Nicolas Larchier est natif de Château-Porcien. Il a séjourné à Strasbourg et Genève. Prédicateur enthousiaste, autant qu’enthousiasmant, «homme de savoir» et d’une grande culture, il fait montre d’un véritable héroïsme. Face à l’inquisition d’abord, face aux juges ensuite et bien que n’entretenant aucune illusion sur son sort personnel, il s’efforce de justifier sa conduite en ne reniant rien de ce qui a pu la motiver. Il a jadis étudié la théologie, est passé à la réforme et revendique son entière responsabilité. Condamné, il refuse de livrer les noms de ses amis et tente de mettre hors de cause son épouse, Barbe Couppe. Celle-ci aura d’ailleurs la vie sauve, après une enquête menée dans sa famille à Beaumont. Nicolas Larchier est exécuté sur la Grand-Place de Mons et Marion Fournier, qu’il n’a pu sauver, subit le même sort.

Augustin Dumarchiet a-t-il espéré trouver un refuge à Beaumont? C’est là en tout cas qu’il est arrêté, quelques semaines après la fin tragique de son ami Larchier. Lui aussi est jugé à Mons, mais ensuite ramené à Beaumont pour y être emprisonné. Charles Quint refusera finalement sa grâce, après deux ans de réflexion et Dumarchiet sera exécuté sur une colline proche de notre ville. Responsable de la sentence de mort, Philippe de Croy ne lui aura pas survécu. Il a été assassiné à Quiévrain de « traîtreuse manière » et de son cachot (probablement de celui de la porte de Binche), le pauvre Dumarchiet a dû percevoir quelques échos de ses majestueuses funérailles. Vingt-neuf ans plus tard, rappelons-le, un autre seigneur de Beaumont, petit-fils de cet inexorable Philippe, pourra se convertir, sans danger particulier, au protestantisme.
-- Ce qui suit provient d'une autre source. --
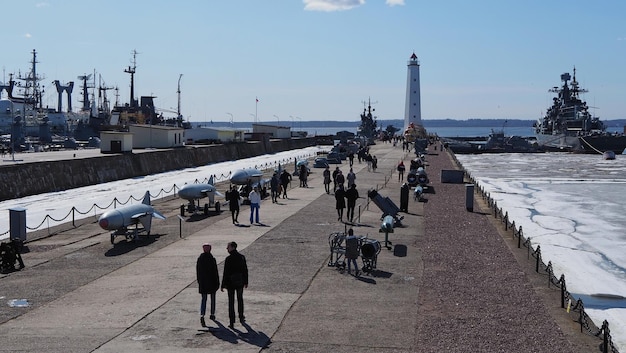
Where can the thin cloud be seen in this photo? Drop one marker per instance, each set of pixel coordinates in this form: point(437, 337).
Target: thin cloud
point(333, 5)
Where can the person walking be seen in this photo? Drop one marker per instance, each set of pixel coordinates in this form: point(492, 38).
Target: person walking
point(352, 252)
point(274, 186)
point(326, 175)
point(255, 204)
point(401, 169)
point(351, 177)
point(208, 281)
point(303, 175)
point(234, 280)
point(285, 179)
point(340, 201)
point(351, 196)
point(233, 202)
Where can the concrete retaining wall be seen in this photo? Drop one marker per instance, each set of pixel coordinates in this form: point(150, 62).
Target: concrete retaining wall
point(27, 179)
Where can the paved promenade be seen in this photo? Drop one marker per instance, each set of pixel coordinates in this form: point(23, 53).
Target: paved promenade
point(449, 283)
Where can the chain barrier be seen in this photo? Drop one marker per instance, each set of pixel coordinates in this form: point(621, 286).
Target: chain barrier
point(162, 193)
point(586, 323)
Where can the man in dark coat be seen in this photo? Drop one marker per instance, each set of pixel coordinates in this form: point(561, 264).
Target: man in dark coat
point(233, 203)
point(208, 280)
point(235, 279)
point(351, 195)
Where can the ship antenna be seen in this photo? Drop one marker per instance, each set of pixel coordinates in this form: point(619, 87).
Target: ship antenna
point(131, 71)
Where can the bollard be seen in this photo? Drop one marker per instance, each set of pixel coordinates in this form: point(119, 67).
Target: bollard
point(404, 198)
point(17, 224)
point(469, 197)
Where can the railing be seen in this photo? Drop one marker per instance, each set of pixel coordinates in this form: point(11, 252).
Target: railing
point(71, 216)
point(534, 253)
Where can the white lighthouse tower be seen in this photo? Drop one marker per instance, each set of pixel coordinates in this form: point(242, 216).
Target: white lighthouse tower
point(412, 110)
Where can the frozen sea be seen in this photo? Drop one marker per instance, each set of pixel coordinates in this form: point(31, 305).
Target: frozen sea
point(574, 206)
point(58, 205)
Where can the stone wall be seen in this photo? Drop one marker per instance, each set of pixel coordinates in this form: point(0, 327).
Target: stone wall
point(27, 179)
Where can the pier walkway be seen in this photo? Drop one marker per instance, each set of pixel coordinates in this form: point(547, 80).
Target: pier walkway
point(449, 283)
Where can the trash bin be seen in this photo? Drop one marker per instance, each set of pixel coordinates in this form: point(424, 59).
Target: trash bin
point(404, 198)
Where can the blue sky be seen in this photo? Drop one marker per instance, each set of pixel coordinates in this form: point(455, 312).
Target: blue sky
point(321, 59)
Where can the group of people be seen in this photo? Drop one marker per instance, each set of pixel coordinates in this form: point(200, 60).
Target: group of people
point(234, 280)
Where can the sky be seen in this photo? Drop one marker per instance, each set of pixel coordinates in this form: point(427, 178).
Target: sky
point(291, 60)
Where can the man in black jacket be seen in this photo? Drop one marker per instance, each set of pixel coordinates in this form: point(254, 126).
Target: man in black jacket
point(208, 280)
point(351, 195)
point(235, 279)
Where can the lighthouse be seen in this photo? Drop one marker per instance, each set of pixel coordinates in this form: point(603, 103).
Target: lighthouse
point(412, 110)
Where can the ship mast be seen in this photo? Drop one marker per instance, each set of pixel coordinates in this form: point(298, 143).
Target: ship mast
point(32, 93)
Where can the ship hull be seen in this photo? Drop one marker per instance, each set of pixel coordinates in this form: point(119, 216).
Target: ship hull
point(603, 143)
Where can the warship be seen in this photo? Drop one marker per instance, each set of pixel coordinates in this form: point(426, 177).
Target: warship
point(569, 126)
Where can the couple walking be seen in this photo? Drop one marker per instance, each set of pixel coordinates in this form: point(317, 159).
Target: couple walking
point(234, 280)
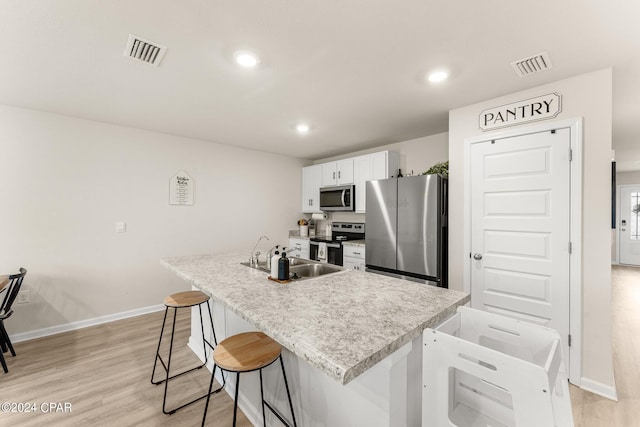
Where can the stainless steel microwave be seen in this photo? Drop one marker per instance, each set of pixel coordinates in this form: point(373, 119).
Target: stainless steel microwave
point(338, 198)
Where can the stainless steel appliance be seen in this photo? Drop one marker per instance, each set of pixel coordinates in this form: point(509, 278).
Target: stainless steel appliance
point(407, 228)
point(338, 198)
point(332, 245)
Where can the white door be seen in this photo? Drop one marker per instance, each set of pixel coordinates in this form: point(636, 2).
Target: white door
point(520, 228)
point(630, 225)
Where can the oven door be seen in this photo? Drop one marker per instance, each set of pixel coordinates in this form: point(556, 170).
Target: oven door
point(333, 255)
point(340, 198)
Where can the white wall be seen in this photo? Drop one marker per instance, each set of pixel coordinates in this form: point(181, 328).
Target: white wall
point(66, 181)
point(622, 178)
point(628, 178)
point(588, 96)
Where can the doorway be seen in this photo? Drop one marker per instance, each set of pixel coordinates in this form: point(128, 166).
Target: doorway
point(629, 225)
point(524, 220)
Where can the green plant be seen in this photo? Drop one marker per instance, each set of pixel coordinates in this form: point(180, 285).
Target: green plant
point(441, 168)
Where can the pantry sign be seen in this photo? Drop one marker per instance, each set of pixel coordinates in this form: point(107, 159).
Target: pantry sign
point(530, 110)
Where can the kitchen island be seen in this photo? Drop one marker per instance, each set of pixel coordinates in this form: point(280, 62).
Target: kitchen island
point(353, 339)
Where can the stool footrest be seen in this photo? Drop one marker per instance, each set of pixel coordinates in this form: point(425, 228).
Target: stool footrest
point(276, 413)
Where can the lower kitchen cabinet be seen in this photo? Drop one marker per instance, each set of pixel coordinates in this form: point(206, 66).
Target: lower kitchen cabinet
point(353, 257)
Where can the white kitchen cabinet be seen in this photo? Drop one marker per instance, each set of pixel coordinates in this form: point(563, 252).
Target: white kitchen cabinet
point(337, 173)
point(381, 165)
point(311, 182)
point(353, 257)
point(303, 247)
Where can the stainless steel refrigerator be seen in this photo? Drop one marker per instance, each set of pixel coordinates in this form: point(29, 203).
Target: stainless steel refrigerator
point(406, 225)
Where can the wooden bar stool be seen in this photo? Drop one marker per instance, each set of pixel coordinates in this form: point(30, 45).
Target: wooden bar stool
point(247, 352)
point(176, 301)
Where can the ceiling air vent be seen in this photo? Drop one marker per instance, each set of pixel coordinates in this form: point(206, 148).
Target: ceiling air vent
point(532, 65)
point(144, 50)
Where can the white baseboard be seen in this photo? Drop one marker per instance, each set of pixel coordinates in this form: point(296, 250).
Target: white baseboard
point(45, 332)
point(600, 389)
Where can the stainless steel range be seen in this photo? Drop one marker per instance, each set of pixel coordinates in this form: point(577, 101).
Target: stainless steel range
point(329, 248)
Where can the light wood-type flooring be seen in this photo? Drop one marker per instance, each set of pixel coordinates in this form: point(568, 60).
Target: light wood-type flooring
point(590, 410)
point(104, 372)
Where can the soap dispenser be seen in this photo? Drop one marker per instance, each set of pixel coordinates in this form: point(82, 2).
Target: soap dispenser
point(283, 267)
point(274, 263)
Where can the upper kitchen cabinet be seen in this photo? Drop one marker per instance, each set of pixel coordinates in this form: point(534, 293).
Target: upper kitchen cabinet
point(337, 173)
point(368, 167)
point(311, 180)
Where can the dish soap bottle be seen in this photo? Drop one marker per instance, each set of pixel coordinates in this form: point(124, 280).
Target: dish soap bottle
point(274, 263)
point(283, 267)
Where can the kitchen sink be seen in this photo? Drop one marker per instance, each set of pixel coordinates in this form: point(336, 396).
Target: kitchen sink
point(313, 270)
point(299, 261)
point(300, 268)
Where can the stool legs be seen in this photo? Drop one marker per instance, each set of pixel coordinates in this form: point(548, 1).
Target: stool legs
point(264, 402)
point(167, 366)
point(286, 385)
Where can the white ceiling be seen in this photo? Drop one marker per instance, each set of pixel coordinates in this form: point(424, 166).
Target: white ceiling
point(353, 69)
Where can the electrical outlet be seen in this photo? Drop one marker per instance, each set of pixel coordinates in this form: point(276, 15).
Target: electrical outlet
point(23, 296)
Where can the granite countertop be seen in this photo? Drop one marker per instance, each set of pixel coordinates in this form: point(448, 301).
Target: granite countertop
point(353, 243)
point(341, 323)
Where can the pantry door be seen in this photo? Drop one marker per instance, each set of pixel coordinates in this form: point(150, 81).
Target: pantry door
point(520, 228)
point(630, 225)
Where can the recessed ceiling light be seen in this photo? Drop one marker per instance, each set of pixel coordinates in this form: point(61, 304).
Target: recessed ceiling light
point(438, 76)
point(246, 59)
point(302, 128)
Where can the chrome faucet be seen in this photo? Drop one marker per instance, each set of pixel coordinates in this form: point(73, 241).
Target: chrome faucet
point(253, 257)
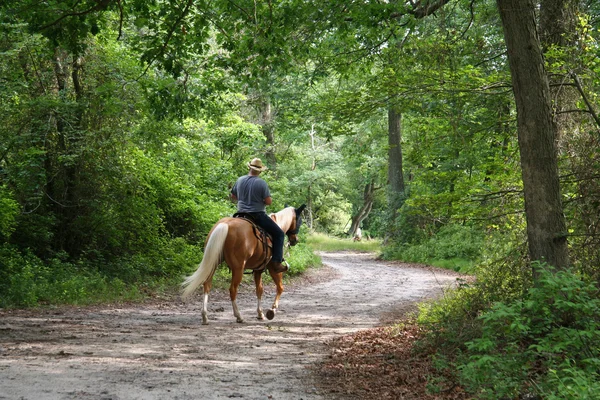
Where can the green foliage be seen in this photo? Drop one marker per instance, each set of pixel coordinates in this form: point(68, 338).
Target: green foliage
point(322, 242)
point(457, 246)
point(549, 337)
point(8, 213)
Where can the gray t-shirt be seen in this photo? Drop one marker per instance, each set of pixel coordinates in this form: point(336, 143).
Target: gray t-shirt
point(251, 191)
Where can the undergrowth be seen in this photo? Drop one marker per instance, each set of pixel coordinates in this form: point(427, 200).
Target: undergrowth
point(543, 342)
point(322, 242)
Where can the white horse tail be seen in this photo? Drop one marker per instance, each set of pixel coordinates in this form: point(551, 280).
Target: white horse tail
point(213, 255)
Si on en croit Gachard, premier archiviste général du Royaume et grand historien s’il en fut, des idées de tolérance auraient déjà circulé dans les masses et le peuple de chez nous disait et allait dire très longtemps « qu’il y avait de la tyrannie à violenter les consciences et qu’il était barbare de punir de mort des opinions dont Dieu seul était juge». La législation sanguinaire de l’empereur aurait donc heurté quelques consciences. Serait-ce pour cela qu’elle nous a laissé, par l’entremise d’une légende, le souvenir d’une grande rigueur et celui d’une injustice? On ne peut de toute manière comparer en rien les héros de la Réforme aux Auvergnats de notre légende.

E. MAHIEU, « Le protestantisme à Mons des origines à 1575 », Annales du Cercle Archéologique de Mons, t. 66, 1967
L. DEVILLERS, Inventaire des archives de ta ville de Mons, t. III, Mons. 1896.